Posting this little ruby snippet so i can reference it later. Need to recursively delete directories with a certain name in a large tree? The simplest example is scrubbing those pesky .svn directories in a subversion repository, which can be done like so:
require ‘fileutils’
Dir.glob(“**/.svn/”) {|fname| FileUtils.rm_r(fname) }
another use case I have here at work is to scrub extra maven generated versions of code out of each java project (so as to keep eclipse sane). In this case, we want to delete all directories (and their contents) named “target” except for the target directory at the root (because mvn clean is “too clean” in this instance):
require ‘fileutils’
Dir.glob(“**/target/”) {|fname| FileUtils.rm_r(fname) unless /^target.*/ =~ fname}
It gets a bit more complicated if you want to exclude list of directories from the operation.

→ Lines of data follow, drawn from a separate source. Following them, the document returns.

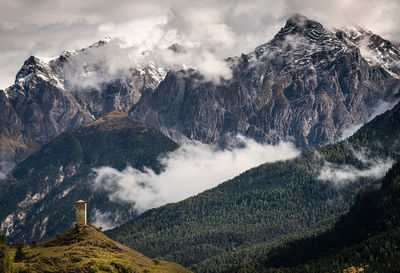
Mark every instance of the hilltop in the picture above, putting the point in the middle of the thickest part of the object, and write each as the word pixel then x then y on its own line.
pixel 87 249
pixel 61 172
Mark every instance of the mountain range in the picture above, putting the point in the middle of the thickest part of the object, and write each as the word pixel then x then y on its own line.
pixel 308 84
pixel 323 89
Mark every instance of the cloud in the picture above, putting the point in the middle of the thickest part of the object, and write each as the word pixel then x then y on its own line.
pixel 189 170
pixel 342 174
pixel 210 30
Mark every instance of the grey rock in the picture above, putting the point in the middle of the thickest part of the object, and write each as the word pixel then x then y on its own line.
pixel 307 84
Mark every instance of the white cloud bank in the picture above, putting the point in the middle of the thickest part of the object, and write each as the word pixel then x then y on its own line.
pixel 210 30
pixel 341 175
pixel 189 170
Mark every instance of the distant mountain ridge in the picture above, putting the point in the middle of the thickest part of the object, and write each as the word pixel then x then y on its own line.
pixel 49 97
pixel 37 202
pixel 307 84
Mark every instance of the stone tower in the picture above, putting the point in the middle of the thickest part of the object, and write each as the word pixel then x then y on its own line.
pixel 80 208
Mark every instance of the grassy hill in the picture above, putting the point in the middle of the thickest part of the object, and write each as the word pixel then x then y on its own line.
pixel 262 208
pixel 47 184
pixel 86 249
pixel 366 239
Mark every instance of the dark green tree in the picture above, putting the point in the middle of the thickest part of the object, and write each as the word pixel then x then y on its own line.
pixel 5 256
pixel 19 255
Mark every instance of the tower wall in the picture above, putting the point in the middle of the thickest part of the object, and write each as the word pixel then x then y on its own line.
pixel 80 208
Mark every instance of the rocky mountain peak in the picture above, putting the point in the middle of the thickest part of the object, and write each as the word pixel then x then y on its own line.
pixel 31 65
pixel 300 21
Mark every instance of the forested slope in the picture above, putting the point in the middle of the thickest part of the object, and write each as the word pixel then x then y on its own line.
pixel 263 207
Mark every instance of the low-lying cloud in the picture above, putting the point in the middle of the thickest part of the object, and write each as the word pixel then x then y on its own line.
pixel 191 169
pixel 342 174
pixel 381 108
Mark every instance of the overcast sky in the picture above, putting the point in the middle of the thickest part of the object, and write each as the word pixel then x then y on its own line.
pixel 216 29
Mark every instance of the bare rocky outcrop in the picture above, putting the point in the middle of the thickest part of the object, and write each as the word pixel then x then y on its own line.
pixel 308 84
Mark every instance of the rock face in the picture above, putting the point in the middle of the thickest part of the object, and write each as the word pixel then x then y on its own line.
pixel 38 202
pixel 307 84
pixel 49 97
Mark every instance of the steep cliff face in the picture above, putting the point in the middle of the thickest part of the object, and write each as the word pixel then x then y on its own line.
pixel 51 96
pixel 307 84
pixel 38 202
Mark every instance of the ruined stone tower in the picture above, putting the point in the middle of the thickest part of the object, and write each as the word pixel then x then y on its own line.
pixel 80 208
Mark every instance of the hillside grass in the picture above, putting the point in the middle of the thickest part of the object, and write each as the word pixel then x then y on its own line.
pixel 87 249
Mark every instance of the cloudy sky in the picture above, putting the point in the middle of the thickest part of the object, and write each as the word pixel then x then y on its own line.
pixel 214 29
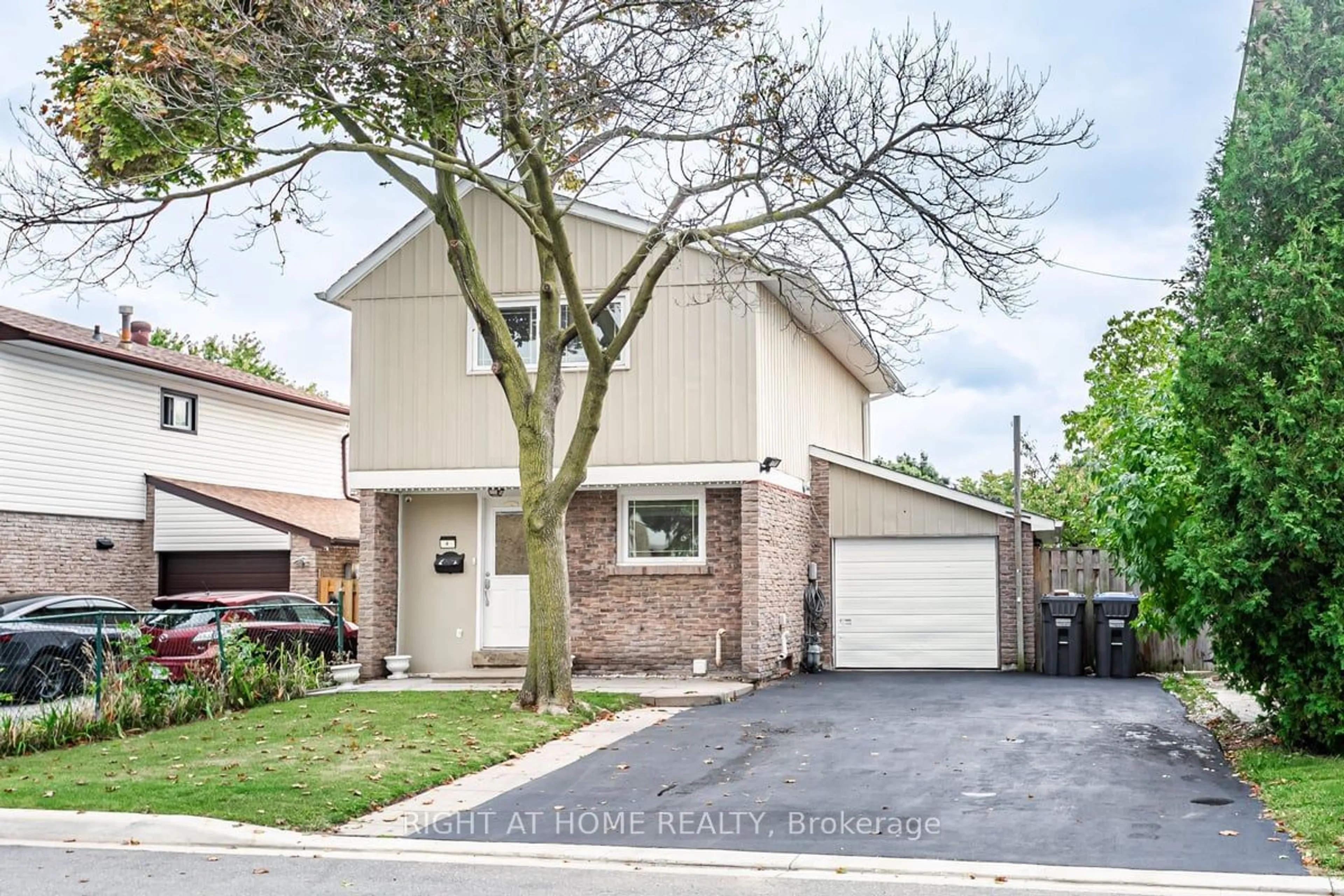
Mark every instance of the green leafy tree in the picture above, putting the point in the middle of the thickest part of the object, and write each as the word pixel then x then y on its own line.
pixel 1051 487
pixel 1132 442
pixel 883 174
pixel 912 465
pixel 243 352
pixel 1261 382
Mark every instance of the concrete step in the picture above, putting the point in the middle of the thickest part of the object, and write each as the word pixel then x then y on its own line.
pixel 499 659
pixel 498 675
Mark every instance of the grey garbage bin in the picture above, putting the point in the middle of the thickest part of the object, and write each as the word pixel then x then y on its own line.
pixel 1117 647
pixel 1064 635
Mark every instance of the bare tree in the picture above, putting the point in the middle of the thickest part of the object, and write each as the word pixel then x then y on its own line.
pixel 874 181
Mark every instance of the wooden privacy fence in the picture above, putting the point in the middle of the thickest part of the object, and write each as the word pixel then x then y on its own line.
pixel 1091 572
pixel 349 589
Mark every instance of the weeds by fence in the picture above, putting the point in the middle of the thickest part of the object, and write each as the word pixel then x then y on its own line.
pixel 128 672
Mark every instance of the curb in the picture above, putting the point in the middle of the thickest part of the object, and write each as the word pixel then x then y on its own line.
pixel 183 833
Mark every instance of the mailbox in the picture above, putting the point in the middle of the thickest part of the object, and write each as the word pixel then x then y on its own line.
pixel 449 562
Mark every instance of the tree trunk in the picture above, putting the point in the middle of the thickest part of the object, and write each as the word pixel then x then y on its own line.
pixel 547 686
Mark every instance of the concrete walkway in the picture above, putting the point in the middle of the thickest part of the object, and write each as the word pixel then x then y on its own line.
pixel 1242 706
pixel 652 692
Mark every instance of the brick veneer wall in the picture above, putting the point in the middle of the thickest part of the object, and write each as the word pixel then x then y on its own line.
pixel 777 530
pixel 378 515
pixel 654 620
pixel 49 553
pixel 320 564
pixel 1008 596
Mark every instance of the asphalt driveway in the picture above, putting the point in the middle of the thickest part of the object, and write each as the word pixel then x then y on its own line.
pixel 968 766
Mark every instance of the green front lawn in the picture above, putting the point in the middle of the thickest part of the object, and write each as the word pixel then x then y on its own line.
pixel 1306 793
pixel 306 765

Here I found Ruby’s Enumerable module detect method quite handy to short circuit evaluate all the directories to exclude regex on each directory.
require 'fileutils'
@exclude= [/^foo.*/ , /^bar.*/ , /^james.*/, /^target.*/]
Dir.glob("**/target/") do |fname|
@erase = @exclude.detect{ |r| r =~ fname }.nil?
if @erase
puts "erasing #{fname}"
FileUtils.rm_r(fname)
else
puts "skipping #{fname}"
end
end
Note: this code won’t copy and paste well because wordpress replaces quotes with smartquotes. I also really need to fix my stylesheet for code samples.